シグルーンは2月の雪の降る昼に龍の国の宮殿にてヘルウィヨトゥルの長女として生を受けた。

シグルーンの父は誰かはわからず、普通の国では正統性が危ぶまれるものだが龍の国の王室は女系でありそして女尊男卑の龍の国の文化が彼女を王女として認められた。

龍の目を持つ彼女は生まれながらにして龍の生まれ変わりとして扱われ周りから大切に育てられた。


「ああ!姫様!!どちらにいらっしゃいますか!?シグルーン様〜!!」

「妾はこっちじゃエリン〜捕まえてみよ〜!!」


活発なシグルーン姫は迷路のように入り組ませた龍の国の王宮自慢の庭園で使用人や家臣たちを困らせて楽しむほど元気いっぱいな少女であった。

そんなやんちゃな彼女はすくすく育ち家庭教師や母の指導も有りやがて王として相応しい振る舞いを学ぶようになった。


「シグルーンや、そなたはこれより王太子としてこの国の未来を担うのだ…くれぐれも王国の名を汚すような暗君にならぬ様にせよ」

「はっ!かしこまりました母上!!このシグルーン、王国に今再びの繁栄を齎して見せましょうぞ!!」


シグルーンが10歳の時、彼女は母ヘルウィヨトゥルより王太子として指名され未来の王国の指導者として認知されていた。

シグルーンは妹たちから尊敬と次期家長、そして未来の王として扱われ次期王として内外に存在感を示して王国の未来は明るいものかと思われた。



だが現実はそう甘くなく、龍の国に大量の転生者が現れて王国の国土は著しく破壊され都市は尽く破壊され母ヘルウィヨトゥルは悩んでいたがそこに漬け込んだのが神堂龍牙であった。

警備兵や官僚達を女性支配で籠絡して侵入経路を確認した後彼女の許へ密かに忍び寄り部屋へ押し入って無理やりギフトで魅了したのだ。

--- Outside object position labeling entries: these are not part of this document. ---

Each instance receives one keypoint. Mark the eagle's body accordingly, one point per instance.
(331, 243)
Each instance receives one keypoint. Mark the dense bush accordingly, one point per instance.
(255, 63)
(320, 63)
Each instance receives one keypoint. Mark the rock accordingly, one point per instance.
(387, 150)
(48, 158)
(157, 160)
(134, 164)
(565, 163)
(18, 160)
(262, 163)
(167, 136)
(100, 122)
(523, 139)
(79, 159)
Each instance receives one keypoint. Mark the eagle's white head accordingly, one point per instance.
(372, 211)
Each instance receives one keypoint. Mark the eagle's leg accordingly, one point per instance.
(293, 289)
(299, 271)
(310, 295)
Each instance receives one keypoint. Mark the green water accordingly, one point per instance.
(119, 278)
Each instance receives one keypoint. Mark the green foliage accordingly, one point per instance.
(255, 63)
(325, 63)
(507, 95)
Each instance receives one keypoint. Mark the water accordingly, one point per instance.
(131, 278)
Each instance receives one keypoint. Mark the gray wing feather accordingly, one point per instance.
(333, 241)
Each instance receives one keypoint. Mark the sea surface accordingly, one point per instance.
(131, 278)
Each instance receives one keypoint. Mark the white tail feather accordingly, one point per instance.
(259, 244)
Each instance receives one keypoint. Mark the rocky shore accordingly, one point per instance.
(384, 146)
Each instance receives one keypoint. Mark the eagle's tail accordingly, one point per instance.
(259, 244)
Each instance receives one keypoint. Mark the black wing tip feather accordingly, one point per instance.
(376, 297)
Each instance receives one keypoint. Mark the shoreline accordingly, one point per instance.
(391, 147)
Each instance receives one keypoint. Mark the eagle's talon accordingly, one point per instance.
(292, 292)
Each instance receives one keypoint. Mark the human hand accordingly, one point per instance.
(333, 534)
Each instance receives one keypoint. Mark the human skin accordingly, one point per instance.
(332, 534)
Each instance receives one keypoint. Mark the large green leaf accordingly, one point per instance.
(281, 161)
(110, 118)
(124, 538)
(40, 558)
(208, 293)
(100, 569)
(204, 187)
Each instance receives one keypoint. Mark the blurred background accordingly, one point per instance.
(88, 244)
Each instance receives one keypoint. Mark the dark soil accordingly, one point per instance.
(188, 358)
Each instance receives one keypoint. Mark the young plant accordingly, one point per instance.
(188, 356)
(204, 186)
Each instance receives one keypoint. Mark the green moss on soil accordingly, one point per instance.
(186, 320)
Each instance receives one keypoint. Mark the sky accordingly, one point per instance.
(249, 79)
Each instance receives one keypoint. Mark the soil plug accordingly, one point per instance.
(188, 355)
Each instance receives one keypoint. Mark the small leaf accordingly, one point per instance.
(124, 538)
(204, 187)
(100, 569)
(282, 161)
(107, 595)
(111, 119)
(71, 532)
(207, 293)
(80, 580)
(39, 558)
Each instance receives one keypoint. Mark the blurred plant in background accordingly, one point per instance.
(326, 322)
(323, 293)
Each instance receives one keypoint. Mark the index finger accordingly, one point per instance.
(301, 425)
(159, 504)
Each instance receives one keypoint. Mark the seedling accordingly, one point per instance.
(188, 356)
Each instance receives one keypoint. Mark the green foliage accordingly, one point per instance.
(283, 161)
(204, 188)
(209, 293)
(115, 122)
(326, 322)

「んうっ、神堂様ぁ!もっと、もっとぉ!!この卑しき雌豚に御慈悲をぉ!!」

「情けねえ牝だなヘルウィヨトゥル!さっきまでの威勢はどうした!?お前は女王様じゃねぇのかよ!!」

(か、母さま?一体何を…)

幼いシグルーンは夜寝付けずに歩いていると神堂が母ヘルウィヨトゥルを手籠めにしている様を見て、彼女は意味が分からずふと部屋を覗き込んだ。

「もう神堂様無しじゃ生きられないの!神堂様にこの国あげるからもっと愛してぇ!!」

(は、はぁ?母様…一体何を)

「そうか!じゃあこの国は俺が貰うって事で良いんだな!?」

「あひぃ!差し上げますぅ!!差し上げますからぁ!!なにとぞぉ!!!ああ、もっと……私を雌豚のように扱ってくりゃしゃい……♡」

(一体、一体この国に、母様に何が起きているのじゃ!?)


バタバタと自室へ帰りそのまま布団の中にくるまって無理やり寝ていたシグルーンであったが翌朝最悪の報せと共に絶望の淵へと叩き落とされた。

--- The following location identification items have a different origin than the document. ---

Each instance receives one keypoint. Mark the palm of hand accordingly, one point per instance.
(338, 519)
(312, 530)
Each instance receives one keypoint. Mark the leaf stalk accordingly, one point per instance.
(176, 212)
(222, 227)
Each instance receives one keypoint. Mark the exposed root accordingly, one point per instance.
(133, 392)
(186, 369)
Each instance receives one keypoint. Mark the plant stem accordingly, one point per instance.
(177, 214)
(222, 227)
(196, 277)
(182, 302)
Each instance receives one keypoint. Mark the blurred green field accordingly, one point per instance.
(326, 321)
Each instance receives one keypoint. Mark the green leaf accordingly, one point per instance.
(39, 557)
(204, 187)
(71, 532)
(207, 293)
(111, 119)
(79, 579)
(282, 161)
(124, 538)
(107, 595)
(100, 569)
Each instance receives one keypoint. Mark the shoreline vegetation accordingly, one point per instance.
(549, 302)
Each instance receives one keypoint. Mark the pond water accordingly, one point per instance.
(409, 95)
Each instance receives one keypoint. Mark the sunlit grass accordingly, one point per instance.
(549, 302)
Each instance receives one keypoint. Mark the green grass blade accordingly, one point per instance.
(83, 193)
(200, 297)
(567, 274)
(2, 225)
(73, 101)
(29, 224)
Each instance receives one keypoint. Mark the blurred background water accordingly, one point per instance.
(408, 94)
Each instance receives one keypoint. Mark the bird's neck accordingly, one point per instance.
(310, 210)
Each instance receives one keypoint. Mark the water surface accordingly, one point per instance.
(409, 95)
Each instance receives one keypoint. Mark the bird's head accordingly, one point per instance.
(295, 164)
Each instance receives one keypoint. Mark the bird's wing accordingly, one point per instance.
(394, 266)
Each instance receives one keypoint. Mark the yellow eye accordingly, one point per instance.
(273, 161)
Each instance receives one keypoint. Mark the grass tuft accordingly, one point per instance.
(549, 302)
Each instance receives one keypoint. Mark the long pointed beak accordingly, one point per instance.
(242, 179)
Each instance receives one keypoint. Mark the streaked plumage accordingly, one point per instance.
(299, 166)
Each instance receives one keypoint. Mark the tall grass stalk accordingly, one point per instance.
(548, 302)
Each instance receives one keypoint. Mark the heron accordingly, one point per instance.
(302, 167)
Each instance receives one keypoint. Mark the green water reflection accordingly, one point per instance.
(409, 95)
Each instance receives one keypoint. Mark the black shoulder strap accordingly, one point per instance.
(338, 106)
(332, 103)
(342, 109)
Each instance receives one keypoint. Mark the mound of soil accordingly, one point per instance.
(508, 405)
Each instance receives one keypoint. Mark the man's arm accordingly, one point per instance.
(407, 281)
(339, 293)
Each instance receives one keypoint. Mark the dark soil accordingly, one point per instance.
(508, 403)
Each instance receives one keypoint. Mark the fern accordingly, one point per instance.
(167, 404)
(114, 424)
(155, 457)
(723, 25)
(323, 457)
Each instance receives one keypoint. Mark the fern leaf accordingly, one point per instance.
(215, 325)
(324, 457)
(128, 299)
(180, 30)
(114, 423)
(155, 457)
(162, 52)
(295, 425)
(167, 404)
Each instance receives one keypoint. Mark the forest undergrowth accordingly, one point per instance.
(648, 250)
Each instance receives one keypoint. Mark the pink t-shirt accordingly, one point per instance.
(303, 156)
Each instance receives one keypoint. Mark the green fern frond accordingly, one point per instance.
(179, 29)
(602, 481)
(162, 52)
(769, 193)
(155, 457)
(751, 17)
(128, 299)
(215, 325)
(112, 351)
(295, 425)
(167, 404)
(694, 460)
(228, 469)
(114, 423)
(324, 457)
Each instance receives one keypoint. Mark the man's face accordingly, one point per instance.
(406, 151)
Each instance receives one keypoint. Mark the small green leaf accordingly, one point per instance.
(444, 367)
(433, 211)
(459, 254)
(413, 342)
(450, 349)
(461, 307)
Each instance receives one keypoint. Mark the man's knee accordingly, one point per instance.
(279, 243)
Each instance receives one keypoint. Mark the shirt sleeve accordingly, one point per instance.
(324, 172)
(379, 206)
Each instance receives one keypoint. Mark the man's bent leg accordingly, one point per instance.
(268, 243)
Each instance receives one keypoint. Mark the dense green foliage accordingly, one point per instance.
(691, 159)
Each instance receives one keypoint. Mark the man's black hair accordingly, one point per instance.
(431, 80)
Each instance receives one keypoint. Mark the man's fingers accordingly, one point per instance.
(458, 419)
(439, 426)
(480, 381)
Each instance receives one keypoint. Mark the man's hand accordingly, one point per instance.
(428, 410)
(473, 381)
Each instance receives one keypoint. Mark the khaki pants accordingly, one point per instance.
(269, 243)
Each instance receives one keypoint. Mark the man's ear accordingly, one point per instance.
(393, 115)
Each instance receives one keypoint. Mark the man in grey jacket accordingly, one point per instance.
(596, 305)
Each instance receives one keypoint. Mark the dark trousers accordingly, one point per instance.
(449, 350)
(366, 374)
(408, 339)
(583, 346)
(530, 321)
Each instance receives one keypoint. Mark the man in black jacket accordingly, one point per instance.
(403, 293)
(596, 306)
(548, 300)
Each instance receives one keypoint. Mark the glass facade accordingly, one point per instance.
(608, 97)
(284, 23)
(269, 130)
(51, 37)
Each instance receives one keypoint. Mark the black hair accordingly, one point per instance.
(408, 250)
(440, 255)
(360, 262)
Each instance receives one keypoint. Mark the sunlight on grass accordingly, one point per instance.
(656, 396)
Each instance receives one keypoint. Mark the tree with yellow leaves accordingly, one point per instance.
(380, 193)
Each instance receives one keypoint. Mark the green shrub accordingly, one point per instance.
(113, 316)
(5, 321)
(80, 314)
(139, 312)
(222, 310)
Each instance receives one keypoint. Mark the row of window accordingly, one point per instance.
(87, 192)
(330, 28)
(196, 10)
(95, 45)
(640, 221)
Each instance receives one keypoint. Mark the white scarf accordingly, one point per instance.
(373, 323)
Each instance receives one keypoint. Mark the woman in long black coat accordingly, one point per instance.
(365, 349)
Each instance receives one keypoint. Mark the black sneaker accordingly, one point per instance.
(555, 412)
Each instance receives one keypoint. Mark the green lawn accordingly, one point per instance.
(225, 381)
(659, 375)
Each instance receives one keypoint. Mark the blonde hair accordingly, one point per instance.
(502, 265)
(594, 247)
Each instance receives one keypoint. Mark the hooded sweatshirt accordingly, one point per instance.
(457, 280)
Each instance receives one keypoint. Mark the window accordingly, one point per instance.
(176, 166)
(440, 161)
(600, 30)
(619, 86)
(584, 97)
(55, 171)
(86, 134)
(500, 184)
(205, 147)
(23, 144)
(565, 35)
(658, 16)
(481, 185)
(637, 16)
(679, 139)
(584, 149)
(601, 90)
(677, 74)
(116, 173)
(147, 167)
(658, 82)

「私ヘルウィヨトゥルは…神堂龍牙様に忠誠を誓いますぅ…そして私はぁ…神堂様の持ち物でしゅ〜❤ぶひぃ…❤」

「くくく、そんな感じだからお前ら俺に従えや龍の国の民どもぉ!!俺が今日から王様だぁ!!!」

龍の国の軍人や官僚達は突然の宣言に全員困惑していた。


「は、はぁ!?妾が王太子であるぞ!?この気に触れた輩を排せよ衛兵!!」

「は、かしこまりましたシグルーン殿下!おい貴様、何の根拠が有って僭称しているかは知らんがこの国の女王様はヘルウィヨトゥル陛下で王太子はこちらにおわすシグルーン殿下であるぞ!!」

衛兵は彼を排除しようとしたが神堂は剣を何処からともなく取り出すと一刀のもとに衛兵達を全て斬り刻んだ。

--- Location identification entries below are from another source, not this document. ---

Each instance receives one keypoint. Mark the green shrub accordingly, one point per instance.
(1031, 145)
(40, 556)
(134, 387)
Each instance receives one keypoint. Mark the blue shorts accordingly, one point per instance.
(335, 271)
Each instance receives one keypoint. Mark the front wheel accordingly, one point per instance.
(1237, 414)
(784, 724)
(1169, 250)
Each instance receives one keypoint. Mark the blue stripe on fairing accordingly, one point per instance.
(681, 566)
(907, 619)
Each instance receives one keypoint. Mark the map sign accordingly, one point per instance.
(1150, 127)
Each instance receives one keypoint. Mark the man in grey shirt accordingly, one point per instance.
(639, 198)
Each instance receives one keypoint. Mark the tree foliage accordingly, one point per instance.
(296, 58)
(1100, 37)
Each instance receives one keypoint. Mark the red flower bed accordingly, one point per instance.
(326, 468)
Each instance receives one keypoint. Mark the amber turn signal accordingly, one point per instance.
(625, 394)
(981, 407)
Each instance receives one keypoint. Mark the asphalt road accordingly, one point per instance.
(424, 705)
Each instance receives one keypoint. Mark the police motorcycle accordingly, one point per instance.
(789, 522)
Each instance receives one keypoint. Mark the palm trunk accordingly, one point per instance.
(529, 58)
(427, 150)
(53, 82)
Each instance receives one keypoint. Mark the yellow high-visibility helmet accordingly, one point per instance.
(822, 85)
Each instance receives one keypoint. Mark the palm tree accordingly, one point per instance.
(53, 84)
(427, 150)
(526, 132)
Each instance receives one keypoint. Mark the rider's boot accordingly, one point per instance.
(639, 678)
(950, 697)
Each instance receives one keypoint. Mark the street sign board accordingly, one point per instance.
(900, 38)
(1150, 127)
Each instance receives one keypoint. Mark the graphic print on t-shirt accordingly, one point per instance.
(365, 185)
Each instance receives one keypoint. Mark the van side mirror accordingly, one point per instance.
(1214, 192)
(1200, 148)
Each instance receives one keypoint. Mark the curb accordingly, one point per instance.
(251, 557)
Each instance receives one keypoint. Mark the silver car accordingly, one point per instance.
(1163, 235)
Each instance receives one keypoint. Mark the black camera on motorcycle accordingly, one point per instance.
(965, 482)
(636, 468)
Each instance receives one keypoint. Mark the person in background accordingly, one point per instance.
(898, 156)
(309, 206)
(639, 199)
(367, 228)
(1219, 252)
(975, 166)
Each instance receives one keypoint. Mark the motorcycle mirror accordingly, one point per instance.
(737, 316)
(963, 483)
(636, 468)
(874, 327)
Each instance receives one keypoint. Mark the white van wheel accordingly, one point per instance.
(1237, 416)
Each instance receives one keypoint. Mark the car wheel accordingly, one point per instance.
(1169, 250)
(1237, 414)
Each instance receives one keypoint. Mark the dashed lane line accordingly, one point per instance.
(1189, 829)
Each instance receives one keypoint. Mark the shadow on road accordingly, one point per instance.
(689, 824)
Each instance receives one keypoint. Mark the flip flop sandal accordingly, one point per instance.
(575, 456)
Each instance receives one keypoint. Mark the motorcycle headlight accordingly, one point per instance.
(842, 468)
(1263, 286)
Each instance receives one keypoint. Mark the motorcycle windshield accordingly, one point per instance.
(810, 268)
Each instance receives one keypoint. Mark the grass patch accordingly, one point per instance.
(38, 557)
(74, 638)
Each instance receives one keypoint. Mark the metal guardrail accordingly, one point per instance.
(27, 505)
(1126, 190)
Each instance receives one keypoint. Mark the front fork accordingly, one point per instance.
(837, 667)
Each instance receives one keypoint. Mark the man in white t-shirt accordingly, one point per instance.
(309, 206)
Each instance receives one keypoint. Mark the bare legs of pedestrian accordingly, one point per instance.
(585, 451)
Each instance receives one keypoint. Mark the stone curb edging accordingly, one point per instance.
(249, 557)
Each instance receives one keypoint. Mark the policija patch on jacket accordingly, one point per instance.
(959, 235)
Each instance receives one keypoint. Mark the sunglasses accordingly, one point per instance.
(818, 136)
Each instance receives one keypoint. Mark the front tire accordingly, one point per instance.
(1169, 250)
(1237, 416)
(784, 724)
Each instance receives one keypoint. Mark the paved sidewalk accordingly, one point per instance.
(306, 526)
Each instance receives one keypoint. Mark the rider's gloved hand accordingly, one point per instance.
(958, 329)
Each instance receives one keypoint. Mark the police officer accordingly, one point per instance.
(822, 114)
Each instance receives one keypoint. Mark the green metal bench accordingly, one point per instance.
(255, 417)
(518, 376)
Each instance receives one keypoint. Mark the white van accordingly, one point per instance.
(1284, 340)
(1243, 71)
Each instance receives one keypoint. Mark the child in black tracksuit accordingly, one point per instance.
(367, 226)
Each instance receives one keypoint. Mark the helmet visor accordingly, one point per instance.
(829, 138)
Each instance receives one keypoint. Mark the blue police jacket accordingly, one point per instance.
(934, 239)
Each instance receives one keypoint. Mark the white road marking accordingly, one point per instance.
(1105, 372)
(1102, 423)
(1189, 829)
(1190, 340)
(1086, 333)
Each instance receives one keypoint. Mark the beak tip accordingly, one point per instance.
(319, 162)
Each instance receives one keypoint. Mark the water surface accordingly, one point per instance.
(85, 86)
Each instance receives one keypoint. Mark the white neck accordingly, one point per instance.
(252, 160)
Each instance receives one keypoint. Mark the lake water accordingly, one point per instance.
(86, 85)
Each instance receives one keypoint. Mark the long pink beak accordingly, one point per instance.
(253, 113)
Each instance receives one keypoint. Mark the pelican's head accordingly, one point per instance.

そして貴族達はその場で一斉に降伏し軍人達も戦意を喪失していた。


シグルーンもまた同じく屈辱を堪えて平伏せざるを得なかったが同時に家臣達はシグルーン姉妹の王宮からの脱出も手助けをしていた。


そして王党派の将軍達は何とか彼女達を連れ出したまでは良かったが各地で将軍達は手元に居たヘルウィヨトゥルの娘達を擁立して反乱を起こしてしまった為まとまりを欠き、シグルーンは王党派の中では有力だったものの彼女を擁するヴァレリア・グスタフ大将の指揮下の部隊は他の軍閥や神堂の下級妃達に苦戦し遂に国外へ追い出されてしまった。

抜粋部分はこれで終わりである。